The 4 Types of Borderline Personality Disorder (BPD) Explained
Borderline personality disorder (BPD) is one of the most misunderstood mental conditions in the US. Some believe it is a mental disorder caused by genetic predisposition and chemical imbalances in the brain, while others think the affected person is simply difficult to handle. A few mental health professionals believe that BPD is nearly always brought on by childhood trauma, or PTSD.
The truth is, we are still learning and experimenting with medication and therapy treatments. The good news is the success rate for easing severe symptoms has improved and showing better results than ever before.
A borderline personality disorder is often confused with bipolar disorder. Most patients suffer from more than one condition. Both borderline personality disorder and bipolar disorder include anxiety and depression disorders and may manifest in eating disorders, substance abuse, and other physical illnesses.
Further, the perception of the severity of the mental illness may be subjective, and the diagnosis is often based solely on information the patient provides the therapist. Severely depressed people are often mistrustful by nature and have difficulty communicating or admitting the symptoms of their condition.
The 4 types of borderline personality disorder – symptoms, and treatment options
If you or a loved one suffers from BPD, it is helpful to understand and recognize the four different types of borderline personality disorder.
After reading this article, you will know more about the symptoms, causes, and treatment options, as well as the similarities and differences of bipolar disorder.
Borderline Personality Disorder (BPD) is defined by its psychological impact on emotional regulation, impulse control, and interpersonal relationships.
The difference between borderline personality disorder and bipolar is that BPD manifests with an outburst of anger triggered by an interaction with a person the borderline perceives as critical or judgmental.

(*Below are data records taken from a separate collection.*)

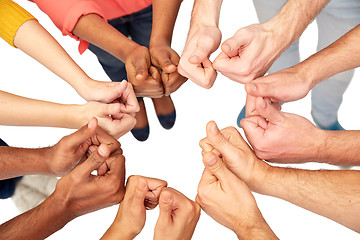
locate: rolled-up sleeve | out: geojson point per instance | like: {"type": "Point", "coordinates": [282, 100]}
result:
{"type": "Point", "coordinates": [66, 13]}
{"type": "Point", "coordinates": [12, 16]}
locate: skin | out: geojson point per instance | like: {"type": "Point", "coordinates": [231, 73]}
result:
{"type": "Point", "coordinates": [77, 193]}
{"type": "Point", "coordinates": [59, 159]}
{"type": "Point", "coordinates": [142, 193]}
{"type": "Point", "coordinates": [331, 193]}
{"type": "Point", "coordinates": [289, 138]}
{"type": "Point", "coordinates": [338, 57]}
{"type": "Point", "coordinates": [162, 55]}
{"type": "Point", "coordinates": [228, 200]}
{"type": "Point", "coordinates": [203, 39]}
{"type": "Point", "coordinates": [178, 216]}
{"type": "Point", "coordinates": [113, 117]}
{"type": "Point", "coordinates": [253, 49]}
{"type": "Point", "coordinates": [35, 41]}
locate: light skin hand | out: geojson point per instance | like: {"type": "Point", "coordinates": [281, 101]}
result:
{"type": "Point", "coordinates": [248, 54]}
{"type": "Point", "coordinates": [235, 152]}
{"type": "Point", "coordinates": [165, 58]}
{"type": "Point", "coordinates": [110, 117]}
{"type": "Point", "coordinates": [141, 193]}
{"type": "Point", "coordinates": [145, 78]}
{"type": "Point", "coordinates": [81, 192]}
{"type": "Point", "coordinates": [110, 92]}
{"type": "Point", "coordinates": [194, 62]}
{"type": "Point", "coordinates": [71, 150]}
{"type": "Point", "coordinates": [228, 200]}
{"type": "Point", "coordinates": [283, 86]}
{"type": "Point", "coordinates": [281, 137]}
{"type": "Point", "coordinates": [178, 216]}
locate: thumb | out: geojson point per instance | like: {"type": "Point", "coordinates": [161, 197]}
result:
{"type": "Point", "coordinates": [166, 202]}
{"type": "Point", "coordinates": [232, 45]}
{"type": "Point", "coordinates": [262, 87]}
{"type": "Point", "coordinates": [140, 191]}
{"type": "Point", "coordinates": [219, 141]}
{"type": "Point", "coordinates": [95, 160]}
{"type": "Point", "coordinates": [200, 54]}
{"type": "Point", "coordinates": [111, 109]}
{"type": "Point", "coordinates": [216, 167]}
{"type": "Point", "coordinates": [141, 68]}
{"type": "Point", "coordinates": [268, 110]}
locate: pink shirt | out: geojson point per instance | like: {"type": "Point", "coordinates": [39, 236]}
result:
{"type": "Point", "coordinates": [66, 13]}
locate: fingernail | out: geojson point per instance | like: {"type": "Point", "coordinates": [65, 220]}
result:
{"type": "Point", "coordinates": [211, 160]}
{"type": "Point", "coordinates": [92, 123]}
{"type": "Point", "coordinates": [263, 104]}
{"type": "Point", "coordinates": [102, 150]}
{"type": "Point", "coordinates": [227, 47]}
{"type": "Point", "coordinates": [214, 128]}
{"type": "Point", "coordinates": [253, 87]}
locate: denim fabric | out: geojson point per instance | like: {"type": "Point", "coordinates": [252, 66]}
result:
{"type": "Point", "coordinates": [336, 19]}
{"type": "Point", "coordinates": [136, 26]}
{"type": "Point", "coordinates": [7, 187]}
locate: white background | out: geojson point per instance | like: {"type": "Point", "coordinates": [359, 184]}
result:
{"type": "Point", "coordinates": [172, 155]}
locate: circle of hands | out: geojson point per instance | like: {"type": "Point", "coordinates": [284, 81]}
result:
{"type": "Point", "coordinates": [230, 163]}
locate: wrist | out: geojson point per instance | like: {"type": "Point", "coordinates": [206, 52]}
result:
{"type": "Point", "coordinates": [280, 35]}
{"type": "Point", "coordinates": [256, 228]}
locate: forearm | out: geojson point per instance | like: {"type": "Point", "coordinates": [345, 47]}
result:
{"type": "Point", "coordinates": [164, 17]}
{"type": "Point", "coordinates": [95, 30]}
{"type": "Point", "coordinates": [332, 194]}
{"type": "Point", "coordinates": [117, 232]}
{"type": "Point", "coordinates": [293, 19]}
{"type": "Point", "coordinates": [35, 41]}
{"type": "Point", "coordinates": [38, 223]}
{"type": "Point", "coordinates": [256, 231]}
{"type": "Point", "coordinates": [21, 111]}
{"type": "Point", "coordinates": [16, 162]}
{"type": "Point", "coordinates": [205, 13]}
{"type": "Point", "coordinates": [340, 56]}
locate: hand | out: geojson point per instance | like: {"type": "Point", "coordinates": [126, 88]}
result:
{"type": "Point", "coordinates": [110, 117]}
{"type": "Point", "coordinates": [249, 53]}
{"type": "Point", "coordinates": [178, 216]}
{"type": "Point", "coordinates": [228, 200]}
{"type": "Point", "coordinates": [194, 62]}
{"type": "Point", "coordinates": [145, 79]}
{"type": "Point", "coordinates": [108, 92]}
{"type": "Point", "coordinates": [284, 86]}
{"type": "Point", "coordinates": [281, 137]}
{"type": "Point", "coordinates": [71, 150]}
{"type": "Point", "coordinates": [141, 193]}
{"type": "Point", "coordinates": [235, 152]}
{"type": "Point", "coordinates": [80, 192]}
{"type": "Point", "coordinates": [166, 59]}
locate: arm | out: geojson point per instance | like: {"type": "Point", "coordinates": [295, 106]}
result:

Bipolar disorder is a physical affliction where the person experiences a manic-depressive state with periods of emotional depression (with lack of energy and fatigue) and alternating manic episodes (feeling high with excessive energy and euphoria). The bipolar state can last from days to months. Unlike borderline personality disorder, bipolar disorder manic episodes are generally triggered by seasonal weather changes, disrupted sleep patterns, or stressful events.
To be officially diagnosed with borderline personality disorder, an individual must have four of these characteristics:
- Feelings of sadness or guilt for even the smallest of things
- A constant overwhelming need to control the lives of others
- Experiencing significant swings in emotions (such as anger or fear)
- Experiencing chaotic emotions that can include rage, jealousy, helplessness, and fear of abandonment.
Additionally, a sufferer will have impulse-based thoughts that are unreasonable and unrealistic. This negative perception causes intense distress and leads to detrimental behaviors and strained relationships. These thoughts and actions usually stem from deep-seated feelings of inadequacy, shame, fear, and helplessness.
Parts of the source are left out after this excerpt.